The P-61 Black Widow was the first U.S. aircraft designed to locate and destroy enemy aircraft at night and in bad weather, a feat made possible by the use of on-board radar. The prototype first flew in 1942. P-61 combat operations began just after D-Day, June 6, 1944, when Black Widows flew deep into German airspace, bombing and strafing trains and road traffic. Operations in the Pacific began at about the same time. By the end of World War II, Black Widows had seen combat in every theater and had destroyed 127 enemy aircraft and 18 German V-1 buzz bombs.

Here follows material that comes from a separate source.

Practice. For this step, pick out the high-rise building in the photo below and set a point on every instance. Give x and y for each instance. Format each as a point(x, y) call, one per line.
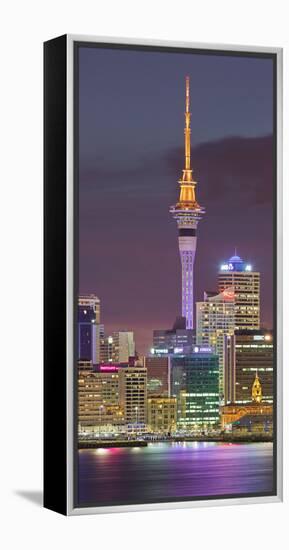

The Museum’s Black Widow, a P-61C-1-NO, was delivered to the Army Air Forces in July 1945. It participated in cold-weather tests, high-altitude drop tests, and in the National Thunderstorm Project, for which the top turret was removed to make room for thunderstorm monitoring equipment.
Weight, gross: 16,420 kg (36,200 lb)
Top speed: 684 km/h (425 mph)
Engines 2 Pratt and Whitney R-2800-73 Double Wasp, air-cooled radial, 2,000 hp with turbo supercharger.
Crew: 3 (pilot, radar operator, gunner)
Armament: four 20 mm cannons (belly), four .50 cal machine guns (top turret, some models), 2,900 kg (6,400 lb) of bombs
Transferred from the United States Air Force.